Bored by the warnings? Confident you can handle your drink? News editor and pub  columnist GAVIN AITCHISON finds out – safely – just how dangerous drink-driving can be.

I GLANCED at the speedometer and moved into fifth gear, as I have done thousands of times before. A quick check of the mirrors, and I put my foot down. I reached 60mph, moved into the outside lane, hit 70 and ploughed straight into the back of a grey Audi.

Had this been real life, rather than a simulator, I would have probably just killed someone; if not the driver in front then one of those behind caught up in the carnage. If I had survived, I would be facing jail, the loss of my licence and a lifetime of guilt. All for the sake of a few pints.

“You may have been okay but those behind you would have been the problem,” says Traffic Sergeant Pete Stringer.

I was, he says, too close to a lorry in the next lane; too close to the Audi in front; too fast and weaving between lanes. Suffice to say, I failed.

North Yorkshire Police’s drink-drive simulator can shock even confident drivers and experienced drinkers. I, for my sins, am both.

I’ve never driven under the influence but I’m aware of the thought process that tries to legitimise it – the little voice that says it’s only a short journey; that it was only a few pints; that it’s a quiet road you know well. The insidious, ill-informed voice that finds a way to say: “It’ll be fine”.

But then you hear of the consequences. The wreckage; the heartache; the funerals. I can still picture crash-scenes I have reported from where alcohol was a cause. I have interviewed families ripped apart by irresponsible drivers who thought they’d be okay.

Those who think like that should try the simulator; a stationary machine that lets you drive without going anywhere. It’s like a virtual reality computer game, but it exposes Dutch courage and beery bravado for the nonsense they are.

York Press: The            message on the screen of the driving simulator after Gavin collided with a vehicle

The on-screen message after the collision

There are two ways to use the machine.

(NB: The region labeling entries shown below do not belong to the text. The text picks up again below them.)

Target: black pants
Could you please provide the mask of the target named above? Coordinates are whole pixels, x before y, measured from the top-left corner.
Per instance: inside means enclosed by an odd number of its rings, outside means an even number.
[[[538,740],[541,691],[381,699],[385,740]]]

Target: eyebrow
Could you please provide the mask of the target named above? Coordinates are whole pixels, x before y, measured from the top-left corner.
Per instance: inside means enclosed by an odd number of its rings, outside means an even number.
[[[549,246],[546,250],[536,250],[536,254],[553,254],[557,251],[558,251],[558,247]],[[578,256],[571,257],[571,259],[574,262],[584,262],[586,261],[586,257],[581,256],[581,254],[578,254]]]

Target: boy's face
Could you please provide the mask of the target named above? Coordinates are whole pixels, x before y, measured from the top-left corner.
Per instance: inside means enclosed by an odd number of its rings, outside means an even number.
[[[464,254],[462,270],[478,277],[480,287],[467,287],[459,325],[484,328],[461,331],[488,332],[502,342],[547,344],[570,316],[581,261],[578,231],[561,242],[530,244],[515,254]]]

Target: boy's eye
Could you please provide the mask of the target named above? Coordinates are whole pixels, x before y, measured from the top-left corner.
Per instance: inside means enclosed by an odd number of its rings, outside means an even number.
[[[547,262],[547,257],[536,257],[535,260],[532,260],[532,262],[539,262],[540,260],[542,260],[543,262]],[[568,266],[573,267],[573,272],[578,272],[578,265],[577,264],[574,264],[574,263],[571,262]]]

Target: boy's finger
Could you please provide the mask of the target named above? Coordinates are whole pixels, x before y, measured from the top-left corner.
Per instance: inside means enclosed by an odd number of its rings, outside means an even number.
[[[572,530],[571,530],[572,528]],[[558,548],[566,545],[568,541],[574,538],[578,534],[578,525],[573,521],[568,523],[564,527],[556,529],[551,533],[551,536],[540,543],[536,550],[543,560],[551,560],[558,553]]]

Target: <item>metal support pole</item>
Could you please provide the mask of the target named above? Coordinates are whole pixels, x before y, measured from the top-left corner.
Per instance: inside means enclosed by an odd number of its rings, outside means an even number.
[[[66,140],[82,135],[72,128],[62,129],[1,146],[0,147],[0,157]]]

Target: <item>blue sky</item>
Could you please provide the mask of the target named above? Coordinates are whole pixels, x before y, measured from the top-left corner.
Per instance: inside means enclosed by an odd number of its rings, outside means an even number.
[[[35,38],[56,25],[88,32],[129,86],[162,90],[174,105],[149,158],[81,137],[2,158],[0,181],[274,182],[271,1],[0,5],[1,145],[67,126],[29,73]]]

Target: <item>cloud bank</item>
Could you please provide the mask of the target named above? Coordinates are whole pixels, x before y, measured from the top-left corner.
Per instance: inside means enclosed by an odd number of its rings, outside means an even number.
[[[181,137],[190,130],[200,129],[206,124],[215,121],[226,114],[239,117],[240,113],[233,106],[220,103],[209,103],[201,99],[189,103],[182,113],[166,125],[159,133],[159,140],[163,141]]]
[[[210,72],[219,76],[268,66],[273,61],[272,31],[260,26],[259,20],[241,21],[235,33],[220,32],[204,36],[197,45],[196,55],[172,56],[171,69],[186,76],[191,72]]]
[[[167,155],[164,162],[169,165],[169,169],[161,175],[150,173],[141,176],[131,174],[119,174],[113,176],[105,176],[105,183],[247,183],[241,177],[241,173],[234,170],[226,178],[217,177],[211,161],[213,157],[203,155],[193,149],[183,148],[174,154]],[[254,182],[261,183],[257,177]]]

The first allows you to don glasses with blurred lenses that recreate the effects of drink-driving.

The second is more authentic and disarming: you drink between each attempt and experience the changing reality for yourself.

It is perhaps indicative of the self-confidence that experience gives, that I feared the latter option would fail. What if I could still drive perfectly well? What if I had to use the goggles to make this article work, I wondered. The voice of reassurance, even now, told me I could handle my drink then handle a car. How wrong I was.

I have driven for 13 years without serious incident and I did well in the initial round. Stone-cold sober, I beat the computer’s target stopping distances at 30mph and 60mph. But as soon as I tried the simulator after a few drinks, I was a ticking timebomb.

York Press: Sgt Pete Stringer             testing Gavin after his drinks

Breathalysed after three pints of strong beer and a generous double-whisky, I measured three times the legal limit. And I failed the tests spectacularly.

I concentrated on following the blue car in front of me, and felt I was doing well, but that tunnel vision was lethal.

On the first run, I crashed into a tractor turning out of a side road. On the second, I came within millimetres of hitting the car in front. On the third, I careered head on into a motorcyclist.

On the 30mph emergency stop test, sober, I had beaten the target distance of 22 metres. Drunk, I missed it by eight metres. Equally worryingly, I was six miles an hour over the limit and I had no idea.

When the ‘distraction’ setting kicked in, I fared even worse. While answering text messages, I nearly killed a pedestrian. My sober score of more than 70 per cent became -91 per cent. Appparently I failed to slow down at the entrance to a petrol station. I hadn’t even seen it.

“Your road positioning was dreadful and your distance from the car in front was worrying,” said Sgt Stringer. “You slowed down when you knew something was happening but you had no idea what it was.”

Sgt Stringer and his colleagues see the real version of such journeys every day. 

Some have been drinking immediately before getting in the car; some have been out the night before and are still unfit to drive. The distinction is irrelevant.

“I have no sympathy,” says Sgt Stringer. “If you are an adult you are responsible for the alcohol you have consumed. If you get behind the wheel, the safe limit is zero.

“I do not buy the argument that some people are unlucky. It’s their fault. I am the one who has to knock on doors of loved ones to say people have been killed or hurt by drink-drivers. There is absolutely no excuse.”